[MOORE, Henry]; READ, Herbert. Henry Moore: Sculptor. An Appreciation by Herbert Read. With thirty-six plates. London: Lund Humphries/ A. Zwemmer, 1934.

FIRST EDITION, SIGNED BY THE ARTIST: ‘Henry Moore/ Dec. 1942’. 4to, pp. [16] including b/w frontis of Moore with Mother and Child, 1932 green Hornton stone + 6 plates reproducing drawings 1928-1932 and 30 showing carved sculptures 1924-1933. Original boards. Bump to heel of spine, band of archival paper to length of spine. Else, clean and bright. In very good original illustrated dust jacket – spine creased, lower panel lightly shelf soiled, small closed-tear to front panel, wear to edges and extremities, chips to spine ends, plus small pieces of archival paper.
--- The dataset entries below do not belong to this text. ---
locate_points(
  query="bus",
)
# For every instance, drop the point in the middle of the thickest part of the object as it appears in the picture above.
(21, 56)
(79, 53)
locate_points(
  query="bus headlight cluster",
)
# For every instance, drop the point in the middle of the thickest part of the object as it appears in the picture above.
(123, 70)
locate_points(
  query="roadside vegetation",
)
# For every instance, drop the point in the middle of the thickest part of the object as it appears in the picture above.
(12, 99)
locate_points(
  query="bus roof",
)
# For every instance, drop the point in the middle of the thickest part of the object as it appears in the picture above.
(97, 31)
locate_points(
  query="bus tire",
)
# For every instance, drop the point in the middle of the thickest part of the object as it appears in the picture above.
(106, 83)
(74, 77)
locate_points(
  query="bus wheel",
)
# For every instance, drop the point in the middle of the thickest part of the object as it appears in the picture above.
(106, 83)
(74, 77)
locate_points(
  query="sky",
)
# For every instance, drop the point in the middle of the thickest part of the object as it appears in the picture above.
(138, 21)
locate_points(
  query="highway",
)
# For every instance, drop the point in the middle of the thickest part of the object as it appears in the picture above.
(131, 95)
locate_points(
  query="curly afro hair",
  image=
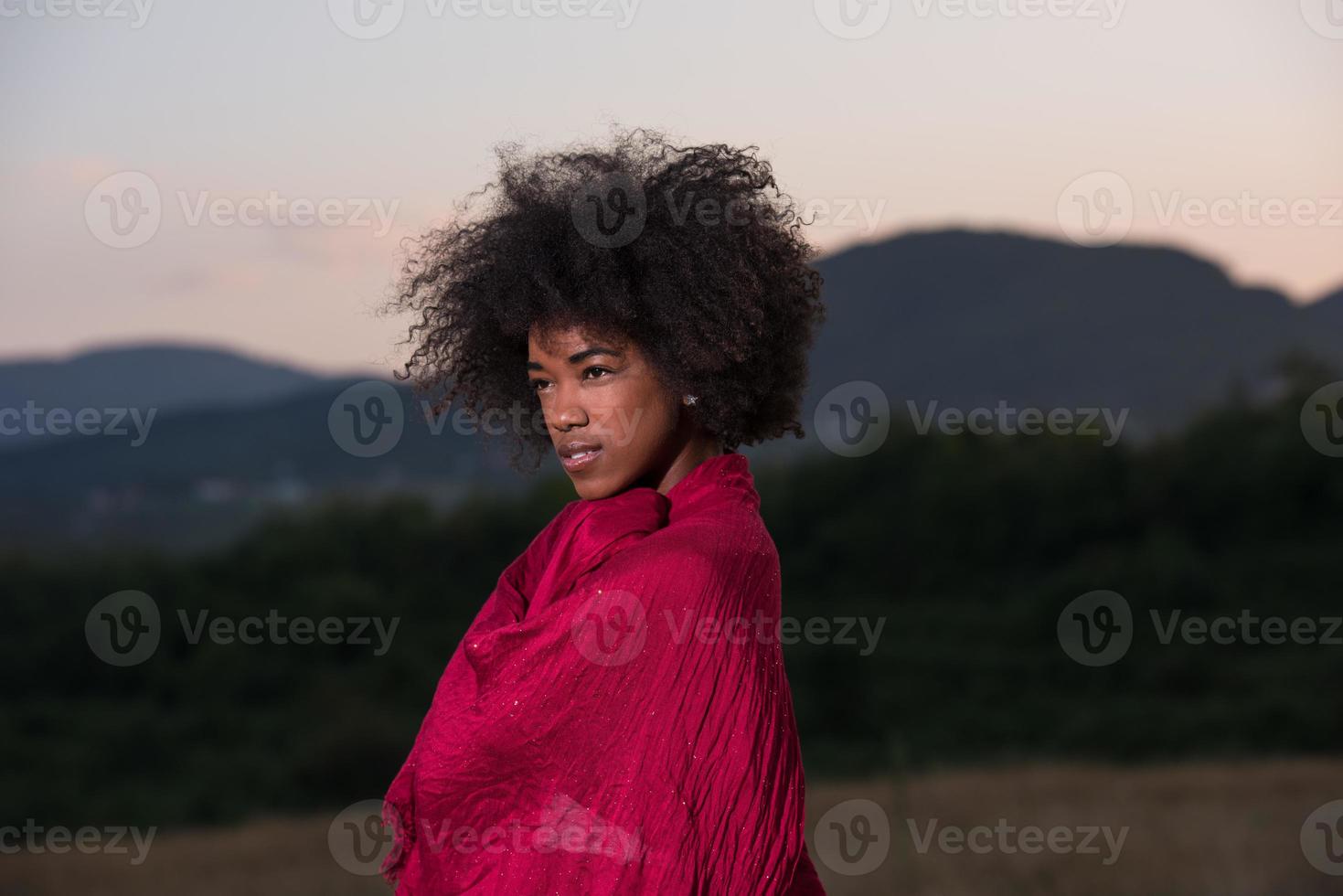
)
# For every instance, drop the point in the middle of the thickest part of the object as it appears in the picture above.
(692, 252)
Not only does this Lund Humphries-designed publication mark Herbert Read’s first extended essay (at ten pages) on the sculptor, but, importantly, it is the first monograph on Moore and provided ‘the fundamental ingredients of the Moore ‘legend,’ a parry by Read which would secure once and for all Moore’s unrivalled leadership of British Modernism (Friedman, 1993 p.107-8). Indeed, the influential art and literary critic, poet and anarchist ended his essay by asserting that: ‘There has been no compromise in the life of Henry Moore, and now, in the fulness of his powers, he offers us the perfected product of his genius ([p.16]). Itself adapted from his 1931 The Listener review of Moore’s Leicester Galleries exhibition, Read’s ‘Appreciation’ offers a fuller analytical assessment that he would subsequently revise and build on ten years later in a survey of Moore’s work, and which was then reprinted in Read’s The Philosophy of Modern Art (1954) (see Davis, 1992; Cranfield, 2015). This is a key early work on Moore by his most important critic. A very good copy of the striking first modernist monograph on Moore signed by the artist.